The Rook by Daniel O'Malley
(The Checquy series #1)
I love it when a book has a fantastic beginning. It immediately gets me excited for the ride I'm about to take. Daniel O'Malley's first book delivers with its opening line: "The body you are wearing used to be mine." Myfanwy Thomas has no memories of who she is or how she came to be standing in a London park, surrounded by bodies, holding a letter she apparently wrote to herself.
The book itself defies a simple description, but that's a good thing in this case. The letter Myfanwy is holding at the start of the book is the first in a series of many letters her predecessor wrote to herself knowing that she would soon need them to reintroduce herself to her own life. Myfanwy is a Rook, a high-ranking official in a Torchwood-style British agency called the Checquy that monitors supernatural and extra-terrestrial events in London. Members of the Checquy each have a set of extraordinary abilities that help them keep the United Kingdom safe from the continual threats that the general population is oblivious to. Myfanwy herself has the ability to tap into other peoples' minds and bodies and control them. While one of her counterparts, Gestalt, is a single person divided up into four different bodies (three male and one female) who controls all four bodies with one collective consciousness.

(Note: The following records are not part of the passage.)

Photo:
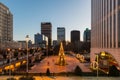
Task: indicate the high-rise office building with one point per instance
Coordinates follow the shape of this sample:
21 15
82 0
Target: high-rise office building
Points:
87 35
37 38
6 24
105 28
75 36
46 29
60 34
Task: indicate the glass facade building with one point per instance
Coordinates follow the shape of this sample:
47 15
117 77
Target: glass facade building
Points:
105 27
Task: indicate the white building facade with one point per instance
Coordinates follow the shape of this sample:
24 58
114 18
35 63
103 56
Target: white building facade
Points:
105 28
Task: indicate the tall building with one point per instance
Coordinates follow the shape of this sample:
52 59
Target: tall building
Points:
87 35
105 28
60 34
46 29
37 38
40 40
6 24
75 36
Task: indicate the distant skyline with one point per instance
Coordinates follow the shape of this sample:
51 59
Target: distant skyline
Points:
28 15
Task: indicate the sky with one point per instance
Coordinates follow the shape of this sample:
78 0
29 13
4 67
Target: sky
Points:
28 15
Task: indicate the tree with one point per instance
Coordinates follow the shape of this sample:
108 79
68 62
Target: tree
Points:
48 72
78 71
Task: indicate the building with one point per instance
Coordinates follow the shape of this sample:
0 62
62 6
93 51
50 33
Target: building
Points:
55 42
40 40
37 38
87 35
46 29
105 29
75 36
60 34
6 24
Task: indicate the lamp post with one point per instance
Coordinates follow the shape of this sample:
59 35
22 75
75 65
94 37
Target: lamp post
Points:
27 38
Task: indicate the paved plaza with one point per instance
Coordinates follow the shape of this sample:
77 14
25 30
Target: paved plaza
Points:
49 62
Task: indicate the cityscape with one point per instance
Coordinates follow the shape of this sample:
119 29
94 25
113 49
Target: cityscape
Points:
60 53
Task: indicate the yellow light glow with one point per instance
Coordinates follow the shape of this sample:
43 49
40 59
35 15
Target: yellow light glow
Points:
24 62
17 64
103 53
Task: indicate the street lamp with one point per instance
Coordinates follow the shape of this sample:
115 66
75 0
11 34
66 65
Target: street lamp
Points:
27 39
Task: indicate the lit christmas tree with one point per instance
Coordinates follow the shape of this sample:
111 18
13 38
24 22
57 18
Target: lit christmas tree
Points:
61 60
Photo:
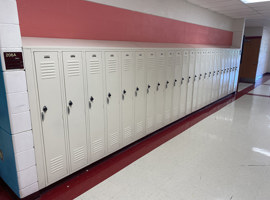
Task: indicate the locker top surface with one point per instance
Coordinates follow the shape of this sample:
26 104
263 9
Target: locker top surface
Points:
34 42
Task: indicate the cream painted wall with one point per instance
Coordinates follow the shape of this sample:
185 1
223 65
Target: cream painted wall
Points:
264 57
253 31
175 9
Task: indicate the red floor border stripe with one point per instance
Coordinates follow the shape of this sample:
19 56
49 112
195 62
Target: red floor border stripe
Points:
80 182
260 95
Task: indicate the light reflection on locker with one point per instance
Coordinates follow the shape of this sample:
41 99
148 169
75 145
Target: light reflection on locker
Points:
50 101
113 95
74 87
95 80
127 74
140 95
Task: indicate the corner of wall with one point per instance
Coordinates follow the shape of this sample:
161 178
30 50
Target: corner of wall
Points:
18 168
238 32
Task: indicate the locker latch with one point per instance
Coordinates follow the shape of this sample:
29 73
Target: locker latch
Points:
136 92
44 110
167 84
148 88
158 86
123 95
174 82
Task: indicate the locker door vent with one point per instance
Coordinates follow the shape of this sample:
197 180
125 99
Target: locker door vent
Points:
114 138
112 65
57 164
94 67
97 146
167 114
79 153
47 70
127 132
73 68
149 122
159 118
127 64
139 64
139 127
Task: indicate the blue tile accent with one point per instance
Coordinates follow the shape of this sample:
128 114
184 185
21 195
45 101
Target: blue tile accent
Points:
8 171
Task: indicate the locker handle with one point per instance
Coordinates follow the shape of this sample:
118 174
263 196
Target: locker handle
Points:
70 103
148 88
167 84
45 109
158 86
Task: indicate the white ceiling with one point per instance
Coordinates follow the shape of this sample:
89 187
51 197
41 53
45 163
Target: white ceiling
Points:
257 14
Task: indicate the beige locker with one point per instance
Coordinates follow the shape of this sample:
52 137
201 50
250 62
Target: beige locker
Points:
170 69
177 85
190 80
140 95
50 102
160 89
184 82
113 95
196 81
96 98
75 104
127 121
151 84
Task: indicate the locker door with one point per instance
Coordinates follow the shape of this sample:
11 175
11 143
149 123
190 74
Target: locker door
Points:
231 80
196 81
209 77
140 95
190 80
113 95
128 66
213 66
217 74
49 89
222 85
95 77
160 89
200 79
204 78
170 68
151 83
76 109
177 85
237 66
185 73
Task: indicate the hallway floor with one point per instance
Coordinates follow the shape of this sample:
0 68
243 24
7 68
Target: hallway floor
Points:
225 156
221 152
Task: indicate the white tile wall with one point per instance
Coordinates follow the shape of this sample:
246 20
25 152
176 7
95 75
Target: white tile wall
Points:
25 159
15 81
29 190
18 102
8 12
27 177
20 122
17 97
10 36
23 141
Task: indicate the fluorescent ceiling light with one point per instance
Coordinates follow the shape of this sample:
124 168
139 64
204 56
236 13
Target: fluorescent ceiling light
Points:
254 1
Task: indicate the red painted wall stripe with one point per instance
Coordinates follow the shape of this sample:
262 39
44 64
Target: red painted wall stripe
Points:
78 19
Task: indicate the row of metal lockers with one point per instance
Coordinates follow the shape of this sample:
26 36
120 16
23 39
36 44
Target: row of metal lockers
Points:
93 103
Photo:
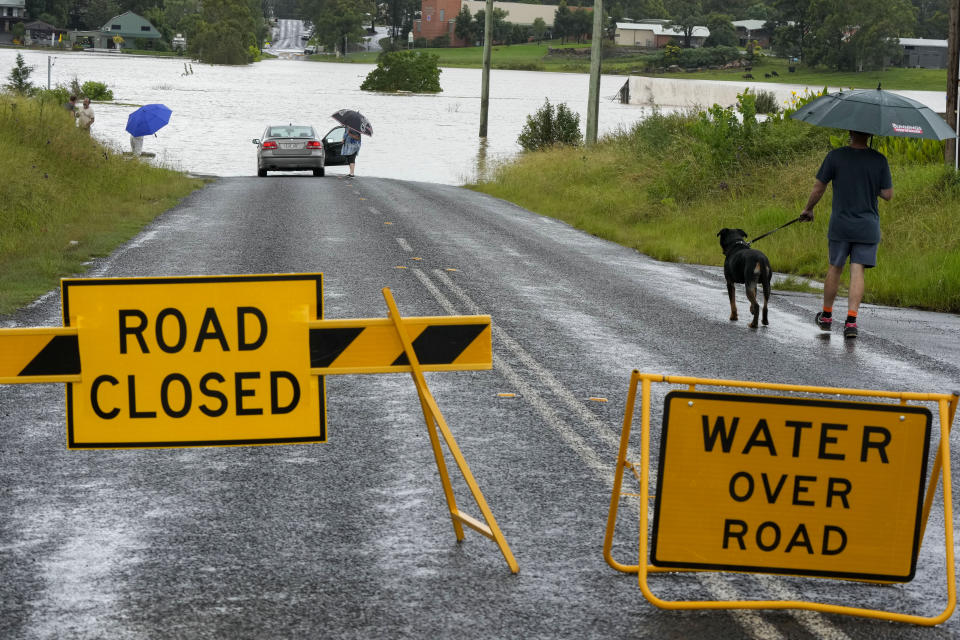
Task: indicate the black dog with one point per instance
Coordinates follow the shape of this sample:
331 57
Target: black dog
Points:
748 266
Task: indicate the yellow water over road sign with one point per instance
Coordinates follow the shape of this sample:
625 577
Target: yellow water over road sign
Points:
202 360
790 485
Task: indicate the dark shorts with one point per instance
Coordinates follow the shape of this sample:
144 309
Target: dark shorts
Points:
859 253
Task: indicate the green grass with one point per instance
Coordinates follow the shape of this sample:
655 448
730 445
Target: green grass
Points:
67 199
893 78
535 57
663 202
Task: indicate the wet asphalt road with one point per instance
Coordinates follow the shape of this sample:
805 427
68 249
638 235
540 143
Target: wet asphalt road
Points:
349 539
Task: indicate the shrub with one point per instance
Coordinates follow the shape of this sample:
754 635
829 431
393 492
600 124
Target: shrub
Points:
405 71
767 102
387 44
549 127
95 91
20 78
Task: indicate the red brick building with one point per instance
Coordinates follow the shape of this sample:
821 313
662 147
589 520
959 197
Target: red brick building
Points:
437 17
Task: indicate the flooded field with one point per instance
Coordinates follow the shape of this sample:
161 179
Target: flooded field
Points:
217 110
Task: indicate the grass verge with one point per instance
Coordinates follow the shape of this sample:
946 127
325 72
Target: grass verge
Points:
536 57
67 198
653 189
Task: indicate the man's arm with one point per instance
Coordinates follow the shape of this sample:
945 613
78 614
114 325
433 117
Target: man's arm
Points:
819 188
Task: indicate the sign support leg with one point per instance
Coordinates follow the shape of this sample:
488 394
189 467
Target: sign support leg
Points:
488 526
615 495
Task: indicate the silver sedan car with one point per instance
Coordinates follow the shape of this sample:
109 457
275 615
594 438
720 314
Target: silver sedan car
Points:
289 148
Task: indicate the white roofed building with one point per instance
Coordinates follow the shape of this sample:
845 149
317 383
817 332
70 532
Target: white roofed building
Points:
655 35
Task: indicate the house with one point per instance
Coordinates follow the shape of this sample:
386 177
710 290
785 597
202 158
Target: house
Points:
923 52
40 32
655 35
438 17
748 30
128 26
11 12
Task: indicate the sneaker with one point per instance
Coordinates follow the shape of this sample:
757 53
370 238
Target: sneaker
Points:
823 323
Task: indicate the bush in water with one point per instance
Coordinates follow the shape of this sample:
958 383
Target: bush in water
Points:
405 71
548 127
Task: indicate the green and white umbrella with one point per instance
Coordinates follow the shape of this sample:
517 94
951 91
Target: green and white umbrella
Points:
875 111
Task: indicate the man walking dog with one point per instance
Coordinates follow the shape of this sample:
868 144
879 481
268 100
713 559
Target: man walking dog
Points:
859 174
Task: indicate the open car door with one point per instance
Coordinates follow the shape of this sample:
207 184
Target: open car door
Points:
332 145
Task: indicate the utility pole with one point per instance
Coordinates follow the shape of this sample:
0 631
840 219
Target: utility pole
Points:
485 82
953 70
593 100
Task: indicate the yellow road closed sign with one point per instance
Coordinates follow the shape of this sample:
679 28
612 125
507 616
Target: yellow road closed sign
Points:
790 485
203 360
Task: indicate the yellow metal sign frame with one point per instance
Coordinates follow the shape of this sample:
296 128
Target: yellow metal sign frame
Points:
435 422
349 346
947 407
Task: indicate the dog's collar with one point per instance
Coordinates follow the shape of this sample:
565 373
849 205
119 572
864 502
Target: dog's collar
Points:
737 244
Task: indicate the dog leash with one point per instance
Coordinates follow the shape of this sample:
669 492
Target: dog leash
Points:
797 219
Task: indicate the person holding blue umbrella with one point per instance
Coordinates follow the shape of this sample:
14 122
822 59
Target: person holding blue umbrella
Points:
146 120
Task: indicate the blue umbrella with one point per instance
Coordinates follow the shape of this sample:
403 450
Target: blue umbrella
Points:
148 119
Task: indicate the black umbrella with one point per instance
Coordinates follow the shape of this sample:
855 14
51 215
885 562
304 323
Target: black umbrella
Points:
355 120
875 111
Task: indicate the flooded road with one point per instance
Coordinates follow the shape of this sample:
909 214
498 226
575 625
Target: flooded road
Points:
217 110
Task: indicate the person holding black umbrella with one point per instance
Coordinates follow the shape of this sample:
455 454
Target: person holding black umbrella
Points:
351 147
356 124
859 174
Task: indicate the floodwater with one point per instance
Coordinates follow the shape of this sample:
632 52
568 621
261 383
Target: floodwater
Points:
217 110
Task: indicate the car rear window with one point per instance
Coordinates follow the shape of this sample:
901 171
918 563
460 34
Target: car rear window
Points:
291 132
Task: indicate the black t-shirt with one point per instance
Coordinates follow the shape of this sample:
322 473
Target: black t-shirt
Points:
858 176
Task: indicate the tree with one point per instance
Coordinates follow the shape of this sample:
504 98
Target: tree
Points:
539 28
18 31
501 28
225 33
463 26
684 16
581 24
176 13
852 35
561 21
56 12
722 33
519 34
643 9
550 126
758 11
933 18
99 11
339 21
20 78
791 27
405 71
730 7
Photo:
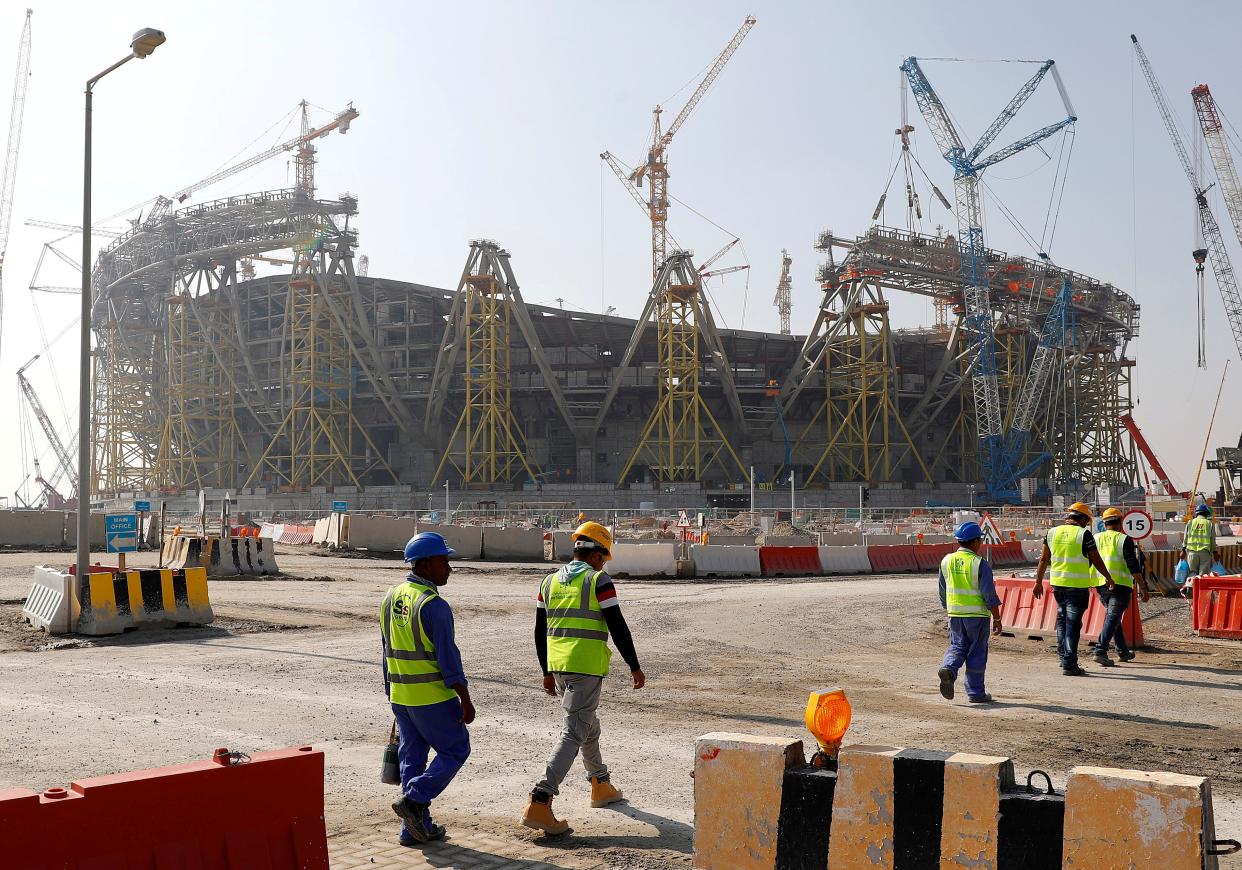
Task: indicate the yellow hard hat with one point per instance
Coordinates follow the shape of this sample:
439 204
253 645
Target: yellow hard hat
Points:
596 533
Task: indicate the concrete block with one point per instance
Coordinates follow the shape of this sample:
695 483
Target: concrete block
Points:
523 544
738 783
1148 820
862 809
971 814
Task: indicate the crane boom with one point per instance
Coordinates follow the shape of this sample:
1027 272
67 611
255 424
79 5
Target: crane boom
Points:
9 180
1231 190
995 456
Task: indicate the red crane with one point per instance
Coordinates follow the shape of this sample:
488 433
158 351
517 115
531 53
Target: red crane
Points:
1145 449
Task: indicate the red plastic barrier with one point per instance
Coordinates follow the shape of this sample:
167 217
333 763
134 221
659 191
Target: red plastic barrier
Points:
929 556
1027 617
209 815
1217 607
789 561
892 558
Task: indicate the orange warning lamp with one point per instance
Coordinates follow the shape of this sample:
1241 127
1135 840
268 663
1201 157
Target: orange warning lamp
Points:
827 718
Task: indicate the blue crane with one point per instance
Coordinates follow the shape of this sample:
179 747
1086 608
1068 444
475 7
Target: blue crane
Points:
995 459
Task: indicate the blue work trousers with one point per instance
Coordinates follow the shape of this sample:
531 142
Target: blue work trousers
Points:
1115 602
1071 608
968 645
434 726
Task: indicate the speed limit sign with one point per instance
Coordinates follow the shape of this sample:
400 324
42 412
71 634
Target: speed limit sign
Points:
1137 525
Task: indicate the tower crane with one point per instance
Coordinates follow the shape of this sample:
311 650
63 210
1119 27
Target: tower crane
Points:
1231 190
1215 251
62 454
996 462
784 300
9 180
655 168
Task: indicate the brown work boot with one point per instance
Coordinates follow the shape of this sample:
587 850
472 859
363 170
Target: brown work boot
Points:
602 792
540 817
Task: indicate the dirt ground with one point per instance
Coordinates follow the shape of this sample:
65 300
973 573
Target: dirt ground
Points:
296 660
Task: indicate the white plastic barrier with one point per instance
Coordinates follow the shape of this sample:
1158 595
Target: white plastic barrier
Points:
652 559
845 561
724 561
51 603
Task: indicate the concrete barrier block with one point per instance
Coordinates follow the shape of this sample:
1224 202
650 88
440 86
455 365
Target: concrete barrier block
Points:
51 604
523 544
971 814
862 809
724 561
647 559
1150 820
738 783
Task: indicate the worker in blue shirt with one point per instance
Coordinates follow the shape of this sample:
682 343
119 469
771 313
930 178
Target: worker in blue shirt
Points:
968 594
425 685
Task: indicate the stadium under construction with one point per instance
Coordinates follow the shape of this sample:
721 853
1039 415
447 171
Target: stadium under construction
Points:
323 378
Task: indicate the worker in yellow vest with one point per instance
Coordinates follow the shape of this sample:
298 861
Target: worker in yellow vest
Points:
1069 552
426 685
1125 564
968 594
575 613
1199 543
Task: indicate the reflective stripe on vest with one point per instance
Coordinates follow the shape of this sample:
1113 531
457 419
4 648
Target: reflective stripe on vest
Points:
1112 549
1199 535
578 636
1069 567
409 654
961 593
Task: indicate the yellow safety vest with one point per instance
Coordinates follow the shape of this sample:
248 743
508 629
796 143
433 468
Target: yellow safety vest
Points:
409 654
1112 549
1199 535
578 636
1069 567
961 593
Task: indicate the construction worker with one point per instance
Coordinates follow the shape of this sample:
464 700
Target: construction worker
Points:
1071 552
1125 564
968 594
1199 543
426 685
575 613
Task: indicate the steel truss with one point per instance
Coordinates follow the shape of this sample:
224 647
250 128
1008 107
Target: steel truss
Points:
492 446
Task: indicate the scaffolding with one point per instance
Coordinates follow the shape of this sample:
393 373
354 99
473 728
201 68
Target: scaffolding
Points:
487 445
682 438
865 438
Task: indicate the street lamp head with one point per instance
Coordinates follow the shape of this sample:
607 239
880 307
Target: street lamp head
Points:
145 41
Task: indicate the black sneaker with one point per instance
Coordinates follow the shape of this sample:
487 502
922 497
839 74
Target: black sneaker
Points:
415 817
947 679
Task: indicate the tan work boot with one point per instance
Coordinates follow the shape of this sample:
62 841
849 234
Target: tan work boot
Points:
604 793
540 817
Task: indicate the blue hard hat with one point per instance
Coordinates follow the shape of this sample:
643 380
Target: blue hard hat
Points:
968 531
425 544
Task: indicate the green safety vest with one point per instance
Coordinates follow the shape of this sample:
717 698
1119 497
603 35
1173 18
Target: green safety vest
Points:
1199 535
578 636
1069 567
1112 549
961 593
409 654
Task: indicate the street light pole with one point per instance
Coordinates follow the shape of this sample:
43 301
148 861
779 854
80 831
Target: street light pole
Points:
144 42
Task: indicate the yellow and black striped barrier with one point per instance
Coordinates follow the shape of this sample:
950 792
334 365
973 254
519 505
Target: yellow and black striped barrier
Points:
112 603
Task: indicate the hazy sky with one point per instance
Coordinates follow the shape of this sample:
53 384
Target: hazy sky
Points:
486 119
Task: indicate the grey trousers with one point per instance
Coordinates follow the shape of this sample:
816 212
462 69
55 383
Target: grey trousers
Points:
579 696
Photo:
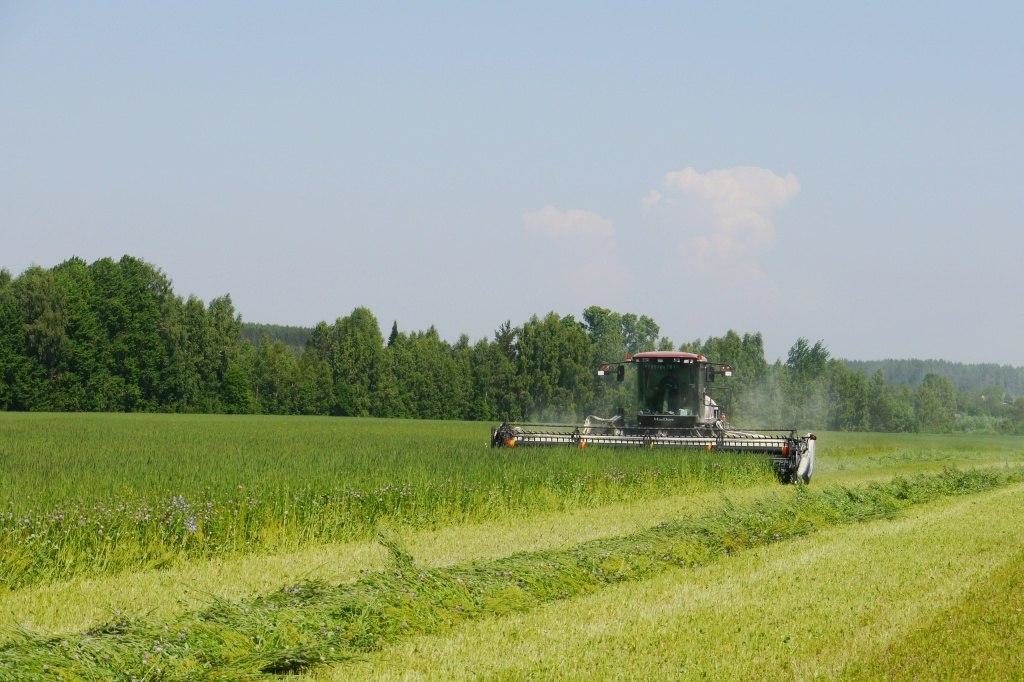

The letters reveal to her that someone within the Checquy is a traitor and is responsible for the erasure of her memories. She must somehow discover who that is, while simultaneously discovering who she is; all while dealing with an imminent invasion of Grafters.
The Rook is a lot of fun to read. It's part X-Men, part Men in Black, part Torchwood and Doctor Who. It got me with that opening sentence and I enjoyed every one of them that followed. O'Malley has been added to my list of authors to keep tabs on.